Let’s talk about NA-s!

Posted on July 22, 2025 by R on Biofunctor in R bloggers | 0 Comments

[This article was first published on R on Biofunctor, and kindly contributed to R-bloggers]. (You can report issue about the content on this page here)

Want to share your content on R-bloggers? click here if you have a blog, or here if you don't.

ARTHUR: Well, what is it you want?
HEAD KNIGHT: We want… a paste function that can deal with NA-s!

A language for statistical computing clearly needs to be able to deal with missing values, and R has various ways to do so. I will briefly go through some of them, then propose an interesting way to spice it up a bit.

Missingness is represented with NA values, or – rather – non-values. Every vector type can contain the intended values or NA-s. As mentioned in a previous post, this resembles an optional or maybe type in other languages. Most of the time, it is used to represent missing observations in a dataset, but you can equally return an NA from your function if it’s not able to calculate the expected result.

To illustrate this, let’s write a function that takes a lower case letter and returns the previous one in the alphabet.
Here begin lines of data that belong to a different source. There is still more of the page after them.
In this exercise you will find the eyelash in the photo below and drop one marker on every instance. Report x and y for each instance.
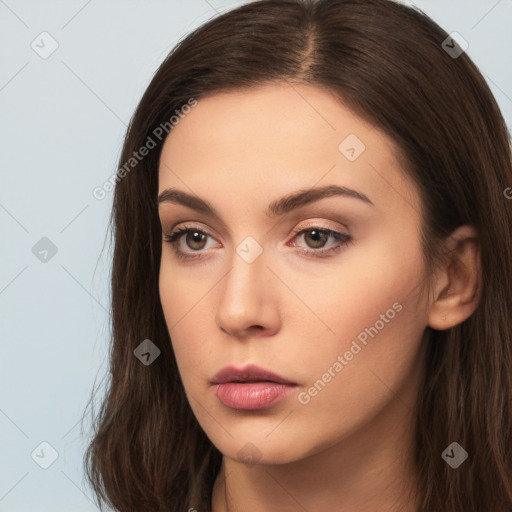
(341, 238)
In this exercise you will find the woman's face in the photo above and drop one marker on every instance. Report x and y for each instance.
(327, 291)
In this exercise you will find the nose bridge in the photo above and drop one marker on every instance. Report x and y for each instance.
(247, 298)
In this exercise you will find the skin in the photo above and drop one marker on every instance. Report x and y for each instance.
(350, 447)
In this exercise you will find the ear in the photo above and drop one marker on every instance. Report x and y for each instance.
(457, 286)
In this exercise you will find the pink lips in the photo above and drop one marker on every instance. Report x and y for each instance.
(251, 387)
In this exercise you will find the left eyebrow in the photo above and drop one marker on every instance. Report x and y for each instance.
(278, 207)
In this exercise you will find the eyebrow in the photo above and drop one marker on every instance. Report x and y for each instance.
(276, 208)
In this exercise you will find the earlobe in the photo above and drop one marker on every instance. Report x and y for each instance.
(458, 282)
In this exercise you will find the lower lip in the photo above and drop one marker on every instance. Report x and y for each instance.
(252, 396)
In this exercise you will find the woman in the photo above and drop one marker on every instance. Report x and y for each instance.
(311, 286)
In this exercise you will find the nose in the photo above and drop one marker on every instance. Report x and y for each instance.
(248, 305)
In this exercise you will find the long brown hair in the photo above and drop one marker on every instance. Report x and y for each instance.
(387, 62)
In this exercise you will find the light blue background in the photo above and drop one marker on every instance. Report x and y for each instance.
(62, 122)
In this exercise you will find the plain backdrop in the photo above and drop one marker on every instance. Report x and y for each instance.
(62, 121)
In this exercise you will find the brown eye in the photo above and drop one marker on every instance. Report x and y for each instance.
(195, 240)
(315, 238)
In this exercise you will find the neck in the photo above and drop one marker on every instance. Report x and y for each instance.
(366, 471)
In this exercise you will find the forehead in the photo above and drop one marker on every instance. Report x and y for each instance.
(276, 138)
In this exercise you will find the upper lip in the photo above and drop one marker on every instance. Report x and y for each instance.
(249, 373)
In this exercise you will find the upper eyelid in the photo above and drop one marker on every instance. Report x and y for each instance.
(296, 231)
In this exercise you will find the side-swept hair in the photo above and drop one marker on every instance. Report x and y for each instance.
(387, 63)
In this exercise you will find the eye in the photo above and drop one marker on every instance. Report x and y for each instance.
(195, 240)
(317, 237)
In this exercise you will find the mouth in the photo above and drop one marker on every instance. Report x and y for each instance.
(251, 387)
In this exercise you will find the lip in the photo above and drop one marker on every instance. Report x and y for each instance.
(249, 373)
(251, 387)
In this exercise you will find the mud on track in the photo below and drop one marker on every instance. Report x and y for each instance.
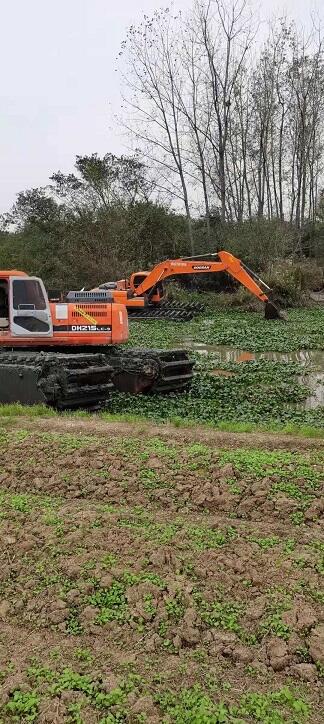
(149, 574)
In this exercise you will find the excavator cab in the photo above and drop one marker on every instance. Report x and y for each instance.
(24, 307)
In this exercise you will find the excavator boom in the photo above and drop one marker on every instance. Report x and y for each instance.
(143, 292)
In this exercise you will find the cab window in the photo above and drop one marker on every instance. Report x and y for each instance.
(28, 294)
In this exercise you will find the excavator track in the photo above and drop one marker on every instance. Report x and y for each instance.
(61, 380)
(68, 380)
(167, 311)
(151, 370)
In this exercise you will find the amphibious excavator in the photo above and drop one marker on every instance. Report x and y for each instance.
(68, 354)
(144, 293)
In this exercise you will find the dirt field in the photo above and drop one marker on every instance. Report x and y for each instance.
(159, 575)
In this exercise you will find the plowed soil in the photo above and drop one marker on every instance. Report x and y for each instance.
(159, 575)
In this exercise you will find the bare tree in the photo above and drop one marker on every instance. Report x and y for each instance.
(154, 81)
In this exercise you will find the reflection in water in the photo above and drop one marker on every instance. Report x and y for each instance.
(312, 360)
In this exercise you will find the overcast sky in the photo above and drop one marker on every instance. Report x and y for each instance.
(59, 88)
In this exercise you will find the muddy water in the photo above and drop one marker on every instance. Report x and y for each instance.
(311, 360)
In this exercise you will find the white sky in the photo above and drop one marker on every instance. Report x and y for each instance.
(59, 88)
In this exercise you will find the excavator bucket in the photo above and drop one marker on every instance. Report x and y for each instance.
(271, 311)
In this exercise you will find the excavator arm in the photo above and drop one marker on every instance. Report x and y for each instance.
(226, 263)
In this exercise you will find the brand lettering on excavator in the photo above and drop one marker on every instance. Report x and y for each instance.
(82, 328)
(86, 316)
(201, 267)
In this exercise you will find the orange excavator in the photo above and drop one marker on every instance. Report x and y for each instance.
(144, 292)
(67, 354)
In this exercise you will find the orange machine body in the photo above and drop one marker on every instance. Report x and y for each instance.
(28, 319)
(149, 284)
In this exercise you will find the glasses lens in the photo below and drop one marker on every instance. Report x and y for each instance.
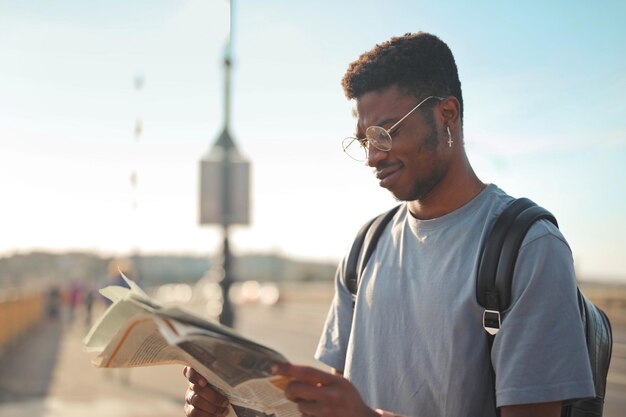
(354, 149)
(379, 137)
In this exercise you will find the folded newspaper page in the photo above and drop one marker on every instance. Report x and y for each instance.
(138, 331)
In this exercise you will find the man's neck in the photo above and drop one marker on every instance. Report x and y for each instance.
(452, 193)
previous_letter <- function(x) {
    # Only consider the first letter of the fist string
    res <- letters[match(substr(x[1], 1, 1), letters) - 1]
    if (length(res) != 1L) NA_character_ else res
}

previous_letter("n")

## [1] "m"

previous_letter("a")

## [1] NA

previous_letter("#rstats")

## [1] NA

If the input starts with [b-z], it will return a lowercase letter, otherwise NA.
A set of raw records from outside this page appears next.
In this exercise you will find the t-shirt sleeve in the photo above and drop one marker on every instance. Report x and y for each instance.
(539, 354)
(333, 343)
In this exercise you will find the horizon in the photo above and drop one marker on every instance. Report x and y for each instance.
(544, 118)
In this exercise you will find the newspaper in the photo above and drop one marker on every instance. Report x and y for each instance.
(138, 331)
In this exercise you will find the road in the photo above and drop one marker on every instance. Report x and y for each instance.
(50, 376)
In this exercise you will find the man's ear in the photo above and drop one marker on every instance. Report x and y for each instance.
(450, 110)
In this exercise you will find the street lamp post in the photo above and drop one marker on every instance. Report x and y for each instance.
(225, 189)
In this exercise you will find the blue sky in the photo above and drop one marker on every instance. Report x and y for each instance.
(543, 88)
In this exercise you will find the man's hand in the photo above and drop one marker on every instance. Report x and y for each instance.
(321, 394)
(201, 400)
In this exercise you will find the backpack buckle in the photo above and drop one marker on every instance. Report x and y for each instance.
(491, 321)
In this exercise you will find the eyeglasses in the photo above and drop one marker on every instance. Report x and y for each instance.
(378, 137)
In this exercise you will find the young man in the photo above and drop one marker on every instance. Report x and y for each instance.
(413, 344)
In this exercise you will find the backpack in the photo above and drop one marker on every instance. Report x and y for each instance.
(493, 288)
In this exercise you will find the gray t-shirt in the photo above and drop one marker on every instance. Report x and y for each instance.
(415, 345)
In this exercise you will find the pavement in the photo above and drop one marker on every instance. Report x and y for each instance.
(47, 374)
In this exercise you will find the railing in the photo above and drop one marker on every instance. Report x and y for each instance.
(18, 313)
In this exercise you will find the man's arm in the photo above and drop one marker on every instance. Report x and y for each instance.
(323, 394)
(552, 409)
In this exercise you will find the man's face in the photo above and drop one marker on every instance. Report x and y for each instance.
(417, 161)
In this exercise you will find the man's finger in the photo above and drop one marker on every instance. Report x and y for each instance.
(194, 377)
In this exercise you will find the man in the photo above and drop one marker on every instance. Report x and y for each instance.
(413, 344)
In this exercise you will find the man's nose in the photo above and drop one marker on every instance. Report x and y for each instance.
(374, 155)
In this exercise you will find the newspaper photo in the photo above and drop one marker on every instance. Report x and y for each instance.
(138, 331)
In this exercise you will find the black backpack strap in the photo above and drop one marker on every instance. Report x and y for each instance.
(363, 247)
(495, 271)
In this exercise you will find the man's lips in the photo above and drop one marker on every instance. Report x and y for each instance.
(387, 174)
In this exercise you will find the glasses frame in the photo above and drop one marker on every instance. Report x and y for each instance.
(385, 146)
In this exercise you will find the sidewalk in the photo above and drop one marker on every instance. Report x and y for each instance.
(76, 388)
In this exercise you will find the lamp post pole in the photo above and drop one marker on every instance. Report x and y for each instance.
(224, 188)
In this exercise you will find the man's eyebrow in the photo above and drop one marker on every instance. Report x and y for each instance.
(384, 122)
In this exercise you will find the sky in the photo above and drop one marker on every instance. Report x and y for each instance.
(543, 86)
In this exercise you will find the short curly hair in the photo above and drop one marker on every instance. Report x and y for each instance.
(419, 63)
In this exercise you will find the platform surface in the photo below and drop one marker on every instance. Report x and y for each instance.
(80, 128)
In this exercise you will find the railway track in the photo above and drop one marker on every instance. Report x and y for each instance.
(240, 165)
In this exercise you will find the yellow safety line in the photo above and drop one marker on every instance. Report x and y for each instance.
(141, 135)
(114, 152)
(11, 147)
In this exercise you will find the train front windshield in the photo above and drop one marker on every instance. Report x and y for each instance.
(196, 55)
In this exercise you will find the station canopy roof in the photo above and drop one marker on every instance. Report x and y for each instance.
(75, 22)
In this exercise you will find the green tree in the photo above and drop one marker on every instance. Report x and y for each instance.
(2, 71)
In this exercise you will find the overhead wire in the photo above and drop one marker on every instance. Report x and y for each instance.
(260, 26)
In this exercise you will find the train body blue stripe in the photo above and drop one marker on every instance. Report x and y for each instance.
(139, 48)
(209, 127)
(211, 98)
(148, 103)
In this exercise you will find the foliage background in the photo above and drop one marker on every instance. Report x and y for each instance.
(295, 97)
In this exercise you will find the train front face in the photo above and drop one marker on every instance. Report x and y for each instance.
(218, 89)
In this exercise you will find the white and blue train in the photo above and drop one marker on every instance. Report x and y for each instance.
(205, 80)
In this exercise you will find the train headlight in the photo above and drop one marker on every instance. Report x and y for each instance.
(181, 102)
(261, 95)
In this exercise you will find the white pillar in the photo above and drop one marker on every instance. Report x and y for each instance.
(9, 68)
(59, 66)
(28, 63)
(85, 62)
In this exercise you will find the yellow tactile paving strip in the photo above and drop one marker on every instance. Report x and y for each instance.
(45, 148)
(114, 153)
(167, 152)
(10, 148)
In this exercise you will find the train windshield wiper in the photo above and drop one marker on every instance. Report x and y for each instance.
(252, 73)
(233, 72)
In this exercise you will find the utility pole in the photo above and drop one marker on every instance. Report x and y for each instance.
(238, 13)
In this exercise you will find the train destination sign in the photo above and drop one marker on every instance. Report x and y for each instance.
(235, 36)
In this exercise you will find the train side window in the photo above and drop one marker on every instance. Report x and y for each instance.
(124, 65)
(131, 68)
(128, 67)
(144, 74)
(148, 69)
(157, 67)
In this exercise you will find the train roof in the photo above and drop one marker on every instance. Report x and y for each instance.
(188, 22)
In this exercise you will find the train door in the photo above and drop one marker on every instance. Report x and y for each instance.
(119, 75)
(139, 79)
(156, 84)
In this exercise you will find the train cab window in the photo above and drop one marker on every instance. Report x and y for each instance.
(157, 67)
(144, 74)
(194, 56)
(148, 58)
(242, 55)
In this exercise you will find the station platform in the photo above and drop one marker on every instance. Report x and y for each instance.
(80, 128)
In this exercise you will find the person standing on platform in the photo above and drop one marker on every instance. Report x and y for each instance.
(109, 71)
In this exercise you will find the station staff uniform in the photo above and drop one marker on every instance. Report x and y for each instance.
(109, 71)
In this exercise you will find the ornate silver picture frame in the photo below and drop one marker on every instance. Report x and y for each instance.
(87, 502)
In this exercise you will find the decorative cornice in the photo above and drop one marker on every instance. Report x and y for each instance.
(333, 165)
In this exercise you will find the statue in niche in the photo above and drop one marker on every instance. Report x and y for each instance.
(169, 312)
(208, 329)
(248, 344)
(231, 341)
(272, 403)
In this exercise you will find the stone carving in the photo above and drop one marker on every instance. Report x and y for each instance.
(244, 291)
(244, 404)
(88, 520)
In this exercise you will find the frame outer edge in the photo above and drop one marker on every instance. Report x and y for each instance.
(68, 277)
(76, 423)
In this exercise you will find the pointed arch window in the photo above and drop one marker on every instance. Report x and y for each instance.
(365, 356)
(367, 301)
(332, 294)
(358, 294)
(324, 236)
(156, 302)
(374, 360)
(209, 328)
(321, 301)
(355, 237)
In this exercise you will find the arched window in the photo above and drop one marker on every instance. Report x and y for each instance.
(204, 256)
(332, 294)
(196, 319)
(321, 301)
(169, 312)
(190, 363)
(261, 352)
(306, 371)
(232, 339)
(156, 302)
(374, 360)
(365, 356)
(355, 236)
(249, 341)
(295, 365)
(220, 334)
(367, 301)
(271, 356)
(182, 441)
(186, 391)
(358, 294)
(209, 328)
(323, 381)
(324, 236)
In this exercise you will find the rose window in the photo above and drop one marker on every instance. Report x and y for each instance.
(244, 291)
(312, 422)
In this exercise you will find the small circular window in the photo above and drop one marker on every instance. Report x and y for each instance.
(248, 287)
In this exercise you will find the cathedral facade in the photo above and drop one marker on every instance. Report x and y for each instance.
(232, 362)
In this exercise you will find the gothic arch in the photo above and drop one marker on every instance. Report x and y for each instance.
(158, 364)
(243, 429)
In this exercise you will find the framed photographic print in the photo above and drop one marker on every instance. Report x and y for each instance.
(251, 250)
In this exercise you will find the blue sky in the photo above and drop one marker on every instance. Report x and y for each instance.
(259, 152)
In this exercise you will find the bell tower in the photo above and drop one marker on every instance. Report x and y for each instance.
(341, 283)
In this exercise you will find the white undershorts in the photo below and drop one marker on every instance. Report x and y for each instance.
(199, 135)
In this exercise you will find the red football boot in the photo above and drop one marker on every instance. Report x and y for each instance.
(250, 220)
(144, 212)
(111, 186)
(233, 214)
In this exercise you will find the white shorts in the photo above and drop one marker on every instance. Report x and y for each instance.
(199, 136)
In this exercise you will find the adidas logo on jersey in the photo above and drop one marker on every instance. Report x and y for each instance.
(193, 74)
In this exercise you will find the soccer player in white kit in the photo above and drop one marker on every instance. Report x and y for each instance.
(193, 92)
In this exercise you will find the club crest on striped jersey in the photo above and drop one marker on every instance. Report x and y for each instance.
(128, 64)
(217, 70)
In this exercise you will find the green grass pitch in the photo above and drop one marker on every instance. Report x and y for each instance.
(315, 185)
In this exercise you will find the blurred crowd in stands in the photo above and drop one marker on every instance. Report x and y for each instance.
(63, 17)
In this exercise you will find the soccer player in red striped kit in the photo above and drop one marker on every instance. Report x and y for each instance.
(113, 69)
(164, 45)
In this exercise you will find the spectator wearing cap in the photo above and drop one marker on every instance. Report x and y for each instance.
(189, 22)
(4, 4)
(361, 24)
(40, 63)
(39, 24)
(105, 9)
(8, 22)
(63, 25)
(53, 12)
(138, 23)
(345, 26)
Producing missing values is no big deal. Dealing with them is a bit more complicated, and R has various ways to do so.

Worst first! You can set the na.action option globally, which may or may not be used by some functions or objects. This is not recommended, because it relies on something specific to your setup, so it can have unintended behaviour in another environment. Explicit is better than implicit, you should spell out what you want to do with the missing values.
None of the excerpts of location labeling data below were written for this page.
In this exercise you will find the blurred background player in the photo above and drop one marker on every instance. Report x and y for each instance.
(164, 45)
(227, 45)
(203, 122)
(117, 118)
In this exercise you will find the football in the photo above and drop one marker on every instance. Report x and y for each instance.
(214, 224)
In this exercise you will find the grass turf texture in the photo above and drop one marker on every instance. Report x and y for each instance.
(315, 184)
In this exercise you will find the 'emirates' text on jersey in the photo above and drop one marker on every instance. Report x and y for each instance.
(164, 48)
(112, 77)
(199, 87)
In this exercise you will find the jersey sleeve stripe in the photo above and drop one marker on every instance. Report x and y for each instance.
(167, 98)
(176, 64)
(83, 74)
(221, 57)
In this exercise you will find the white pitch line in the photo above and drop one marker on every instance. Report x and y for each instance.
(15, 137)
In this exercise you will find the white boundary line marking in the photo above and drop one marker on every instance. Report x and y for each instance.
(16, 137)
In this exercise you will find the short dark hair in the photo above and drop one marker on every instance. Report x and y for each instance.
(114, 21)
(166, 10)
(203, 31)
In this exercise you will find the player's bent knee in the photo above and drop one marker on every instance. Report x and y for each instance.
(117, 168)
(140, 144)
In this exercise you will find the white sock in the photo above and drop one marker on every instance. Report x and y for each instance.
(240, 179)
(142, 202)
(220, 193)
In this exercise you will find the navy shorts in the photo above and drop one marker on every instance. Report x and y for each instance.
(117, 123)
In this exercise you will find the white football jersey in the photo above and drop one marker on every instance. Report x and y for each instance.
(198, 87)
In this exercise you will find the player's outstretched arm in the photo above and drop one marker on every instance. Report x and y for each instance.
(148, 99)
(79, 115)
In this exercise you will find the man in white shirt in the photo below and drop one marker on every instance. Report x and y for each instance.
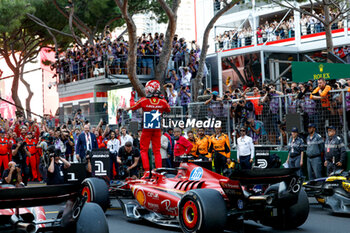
(125, 137)
(186, 76)
(245, 150)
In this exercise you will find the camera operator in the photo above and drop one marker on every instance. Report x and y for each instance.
(172, 77)
(171, 94)
(129, 157)
(19, 156)
(12, 175)
(56, 169)
(185, 98)
(271, 97)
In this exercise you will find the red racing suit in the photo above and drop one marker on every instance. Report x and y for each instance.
(4, 152)
(151, 134)
(32, 160)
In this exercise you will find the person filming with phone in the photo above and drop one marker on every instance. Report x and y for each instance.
(12, 175)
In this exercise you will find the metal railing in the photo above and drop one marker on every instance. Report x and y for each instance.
(275, 117)
(242, 39)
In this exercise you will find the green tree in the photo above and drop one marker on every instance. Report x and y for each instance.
(89, 18)
(340, 7)
(21, 40)
(198, 84)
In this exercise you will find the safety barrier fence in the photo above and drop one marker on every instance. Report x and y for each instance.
(244, 37)
(70, 70)
(268, 120)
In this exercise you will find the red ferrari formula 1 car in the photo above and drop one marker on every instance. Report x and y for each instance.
(198, 200)
(21, 208)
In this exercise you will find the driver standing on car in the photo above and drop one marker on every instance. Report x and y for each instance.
(335, 153)
(57, 168)
(12, 175)
(220, 149)
(129, 156)
(182, 145)
(245, 150)
(19, 156)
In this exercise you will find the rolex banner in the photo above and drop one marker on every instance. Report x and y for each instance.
(305, 71)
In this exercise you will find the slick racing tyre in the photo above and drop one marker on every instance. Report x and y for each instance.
(96, 190)
(92, 220)
(291, 216)
(202, 210)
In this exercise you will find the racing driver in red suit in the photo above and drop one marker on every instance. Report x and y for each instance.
(153, 106)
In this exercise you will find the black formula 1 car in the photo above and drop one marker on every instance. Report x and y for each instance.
(21, 208)
(332, 192)
(199, 200)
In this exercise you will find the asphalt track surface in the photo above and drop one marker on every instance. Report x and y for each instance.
(319, 221)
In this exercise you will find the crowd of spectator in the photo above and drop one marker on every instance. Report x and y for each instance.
(260, 112)
(109, 56)
(272, 30)
(263, 111)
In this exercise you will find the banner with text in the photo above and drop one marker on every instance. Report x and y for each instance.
(305, 71)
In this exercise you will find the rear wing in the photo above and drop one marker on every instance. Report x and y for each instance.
(289, 182)
(37, 196)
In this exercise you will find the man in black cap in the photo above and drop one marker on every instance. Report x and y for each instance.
(314, 149)
(296, 149)
(335, 153)
(128, 157)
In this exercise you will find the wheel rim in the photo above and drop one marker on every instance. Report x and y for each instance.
(190, 214)
(86, 192)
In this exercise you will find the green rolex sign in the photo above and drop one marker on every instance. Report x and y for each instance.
(305, 71)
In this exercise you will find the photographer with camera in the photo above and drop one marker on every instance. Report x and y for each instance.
(19, 156)
(321, 93)
(86, 142)
(171, 94)
(271, 97)
(128, 159)
(12, 175)
(147, 58)
(185, 76)
(174, 79)
(79, 117)
(185, 98)
(57, 168)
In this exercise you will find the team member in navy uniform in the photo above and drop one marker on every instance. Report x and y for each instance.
(315, 146)
(245, 150)
(129, 156)
(113, 146)
(56, 172)
(296, 147)
(12, 175)
(335, 153)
Luckily, the {stats} package comes with a few built-in utility functions:

na.pass: leave missing values alone
na.omit: omit missing values and record where they were
na.exclude: same as above, but different class (see help)
na.contiguous: find the longest consecutive stretch of non-missing values in an object
na.fail: throw error if there are missing values

See examples

vec_na <- c(1, 2, NA, 4)
na.pass(vec_na)

## [1]  1  2 NA  4

na.omit(vec_na)

## [1] 1 2 4
## attr(,"na.action")
## [1] 3
## attr(,"class")
## [1] "omit"

na.exclude(vec_na)

## [1] 1 2 4
## attr(,"na.action")
## [1] 3
## attr(,"class")
## [1] "exclude"

na.contiguous(vec_na)

## [1] 1 2
## attr(,"na.action")
## [1] 3 4
## attr(,"class")
## [1] "omit"

na.fail(vec_na) |> try()

## Error in na.fail.default(vec_na) : missing values in object

You can also create functions to make use of these internally, or handle missingness in other ways. Have you ever used median(na.rm = TRUE) in your scripts? No? How about mean(na.rm = TRUE) No? sd then? You see where I’m going? All these (and other) functions have implemented NA handling separately. Could there be a way that developers could focus on the task at hand (e.g. calculate median of a vector of values), and not have to care about what to do with missing values?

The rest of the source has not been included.